De manière optimale, un GCP se compose de six à sept participants, excluant l’animateur (Paquet, Lafranchise, Gagné et Cadec, 2017). Les membres du groupe se rencontrent à intervalles réguliers, variant de deux à six semaines, sur une période déterminée et en continu, selon les besoins du groupe. La durée des rencontres varie en fonction des objectifs et du temps disponible. Deux heures sont nécessaires pour une séance de GCP, mais une demi-journée est une durée idéale (permet des activités connexes telles les capsules théoriques, les activités brise-glace, etc.).
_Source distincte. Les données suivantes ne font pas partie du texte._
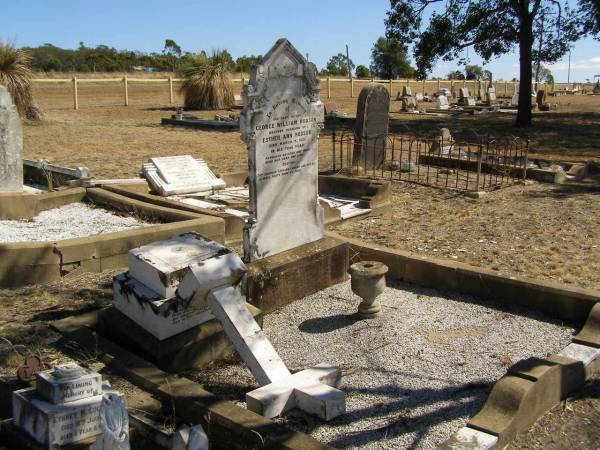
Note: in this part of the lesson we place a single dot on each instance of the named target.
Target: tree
(473, 72)
(456, 75)
(590, 10)
(542, 75)
(389, 59)
(362, 72)
(492, 28)
(173, 52)
(338, 65)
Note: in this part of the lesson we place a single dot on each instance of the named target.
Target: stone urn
(368, 282)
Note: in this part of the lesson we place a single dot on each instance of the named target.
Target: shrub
(16, 76)
(207, 83)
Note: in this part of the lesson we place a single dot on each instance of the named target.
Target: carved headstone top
(280, 124)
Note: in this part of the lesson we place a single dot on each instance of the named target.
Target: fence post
(125, 90)
(75, 98)
(526, 161)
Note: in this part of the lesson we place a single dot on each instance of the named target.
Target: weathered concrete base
(278, 280)
(38, 262)
(23, 205)
(193, 348)
(557, 300)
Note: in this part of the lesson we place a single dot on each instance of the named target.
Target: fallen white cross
(311, 390)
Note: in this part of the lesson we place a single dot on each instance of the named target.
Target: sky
(319, 28)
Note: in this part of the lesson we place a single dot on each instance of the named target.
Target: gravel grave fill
(413, 376)
(66, 222)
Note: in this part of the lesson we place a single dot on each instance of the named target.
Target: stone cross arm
(310, 390)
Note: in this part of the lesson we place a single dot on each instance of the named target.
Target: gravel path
(413, 376)
(69, 221)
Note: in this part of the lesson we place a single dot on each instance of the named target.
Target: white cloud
(579, 64)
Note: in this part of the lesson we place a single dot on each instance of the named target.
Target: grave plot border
(227, 425)
(529, 389)
(26, 263)
(25, 205)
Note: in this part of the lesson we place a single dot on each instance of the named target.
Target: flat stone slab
(161, 265)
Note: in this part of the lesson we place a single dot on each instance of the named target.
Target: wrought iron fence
(480, 164)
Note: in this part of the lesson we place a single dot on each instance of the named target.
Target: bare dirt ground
(540, 231)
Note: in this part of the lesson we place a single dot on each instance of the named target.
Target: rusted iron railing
(479, 164)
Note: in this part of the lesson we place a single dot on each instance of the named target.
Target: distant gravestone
(280, 124)
(442, 102)
(372, 125)
(515, 99)
(11, 145)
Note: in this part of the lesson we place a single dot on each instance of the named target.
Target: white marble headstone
(280, 124)
(442, 102)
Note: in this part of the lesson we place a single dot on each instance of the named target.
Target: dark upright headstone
(372, 124)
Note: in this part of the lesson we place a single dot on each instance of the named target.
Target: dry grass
(16, 76)
(207, 83)
(114, 141)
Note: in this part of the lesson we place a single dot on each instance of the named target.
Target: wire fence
(480, 164)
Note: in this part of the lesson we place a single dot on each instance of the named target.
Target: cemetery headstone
(63, 408)
(490, 98)
(114, 424)
(442, 102)
(515, 98)
(280, 124)
(11, 145)
(372, 125)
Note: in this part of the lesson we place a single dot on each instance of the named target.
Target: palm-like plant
(16, 76)
(207, 82)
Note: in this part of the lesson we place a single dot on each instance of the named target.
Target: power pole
(348, 62)
(569, 72)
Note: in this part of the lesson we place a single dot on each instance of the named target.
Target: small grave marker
(11, 145)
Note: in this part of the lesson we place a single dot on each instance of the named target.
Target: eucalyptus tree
(541, 31)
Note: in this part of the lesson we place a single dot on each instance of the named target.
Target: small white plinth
(161, 317)
(161, 265)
La spécificité du modèle de Payette et Champagne réside dans sa méthodologie structurée qui invite au partage des savoirs, pratiques et théoriques. À chaque séance, le groupe procède à une étude attentive et collective d’une situation, préoccupation, problème ou projet réellement vécu par un des participants. En conséquence, en plus de favoriser la résolution de problèmes, le GCP constitue un espace d’apprentissages collectifs pour toute personne souhaitant améliorer sa pratique et la rendre plus efficace. En effet, par sa participation à un GCP, une personne peut s’attendre à comprendre et à formaliser ses modèles d’action, développer des compétences[2], en plus d’avoir un groupe d’appartenance (Paquet et al., 2017).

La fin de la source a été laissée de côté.